The team travelled across villages meeting villagers, living with them and experiencing their life without power. They saw who gets affected and how. Began to understand their pain, needs and priorities. It was interesting to see the impact it had on Vijay and his team. They were beginning to realize that they could do something that could change lives!
There was a powerful context. Education is their way out of poverty and they are willing to invest whatever they can. So parents spend money buying emergency lights for children so that they can study.
Beyond the priorities of their jobs, Vijay and the team wanted to do something that would ease the human suffering that the children endure every day. They were on a mission.
We call it the ‘Inspirational Dream’. To make studying easier for children in villages. This is the context for the brand.
No emergency light available in these markets can be fully charged in less than 8 hours. None of these can provide adequate light for studying. More importantly they don’t hold charge beyond 3 hours after two or three months of use. And they all cost nearly a thousand bucks. The cheaper ones are worse.
This was the non-negotiable product specification: it must charge in 4 hours and give 5 hours of light. 
The search for the batteries started. R&D scoured all global sources: charging time, charge holding and charging cycles had to be met. We found a fantastic battery manufactured in China. Fe-lithium-ion. It is good for almost 2000 charging cycles. Fully charges in 4 hours and holds effective charge for 5 hours.
Chirag is  designed to help children  study. It  addresses the  reality of power  availability:  charges in 4  hours.It  delivers  against the need: 5 hours of  light. The specifications and  quality standards are  world class.The battery will last for 4  years.
With such a sharply focused strategy, communication was easy. The real challenge was to  deliver it in  an engaging way, minimalistic and simple.
Does it work? The launch order  was 10,000. Next month production is being ramped to  40,000 units.
We Learnt. Seemingly ordinary people can do extraordinary things if they are given an  inspirational dream to chase, led by someone like Vijay and completely focused on  delivering a single benefit in a powerful context.

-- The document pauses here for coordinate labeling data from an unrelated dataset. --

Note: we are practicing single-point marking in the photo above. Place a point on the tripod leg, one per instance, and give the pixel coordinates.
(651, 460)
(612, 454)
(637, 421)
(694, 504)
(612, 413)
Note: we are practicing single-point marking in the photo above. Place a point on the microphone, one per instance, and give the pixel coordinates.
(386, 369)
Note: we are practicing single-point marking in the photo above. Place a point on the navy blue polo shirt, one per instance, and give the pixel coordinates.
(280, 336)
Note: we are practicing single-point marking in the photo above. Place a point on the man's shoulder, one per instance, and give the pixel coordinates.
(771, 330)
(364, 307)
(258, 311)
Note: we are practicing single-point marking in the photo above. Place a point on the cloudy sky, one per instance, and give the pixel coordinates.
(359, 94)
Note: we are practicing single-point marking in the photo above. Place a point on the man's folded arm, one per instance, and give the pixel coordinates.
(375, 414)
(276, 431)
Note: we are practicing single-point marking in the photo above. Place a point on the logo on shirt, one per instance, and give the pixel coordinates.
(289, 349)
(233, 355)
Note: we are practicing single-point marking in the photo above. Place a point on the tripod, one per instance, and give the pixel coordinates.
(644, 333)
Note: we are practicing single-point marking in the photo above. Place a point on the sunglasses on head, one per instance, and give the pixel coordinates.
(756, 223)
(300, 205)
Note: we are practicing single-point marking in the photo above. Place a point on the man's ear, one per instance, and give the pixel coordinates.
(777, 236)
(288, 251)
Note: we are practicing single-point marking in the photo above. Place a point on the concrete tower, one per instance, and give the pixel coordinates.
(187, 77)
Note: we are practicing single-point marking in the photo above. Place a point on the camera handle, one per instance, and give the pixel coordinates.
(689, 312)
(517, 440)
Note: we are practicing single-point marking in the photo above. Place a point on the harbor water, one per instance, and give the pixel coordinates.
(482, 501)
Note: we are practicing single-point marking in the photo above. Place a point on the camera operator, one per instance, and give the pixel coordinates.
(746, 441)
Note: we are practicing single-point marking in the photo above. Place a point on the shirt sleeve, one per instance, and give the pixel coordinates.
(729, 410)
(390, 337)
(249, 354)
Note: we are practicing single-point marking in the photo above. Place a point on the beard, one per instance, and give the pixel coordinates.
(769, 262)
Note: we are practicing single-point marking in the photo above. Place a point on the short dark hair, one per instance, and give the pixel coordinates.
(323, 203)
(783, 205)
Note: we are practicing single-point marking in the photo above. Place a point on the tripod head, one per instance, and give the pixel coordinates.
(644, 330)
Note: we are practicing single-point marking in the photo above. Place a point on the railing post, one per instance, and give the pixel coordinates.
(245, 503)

We call this brand purposing."

So GM team, yes you can build the market for EVs at the same time as building sales of your own brand, without being critical of others trying to do the same thing. Just like BTVL you are in the business of introducing new technology to improve people's lives, but sometimes you forget your brand purpose. I know that everyone working at GM on the Volt are motivated by more than just shifting metal. Remember, thanks to youtube and blogs your negativity can be  seen  around the world. You should know that it makes you look narrow minded and your brand less appealing, hardly the sort of image you may wish to project. And you are smart guys, I know you can do so much better.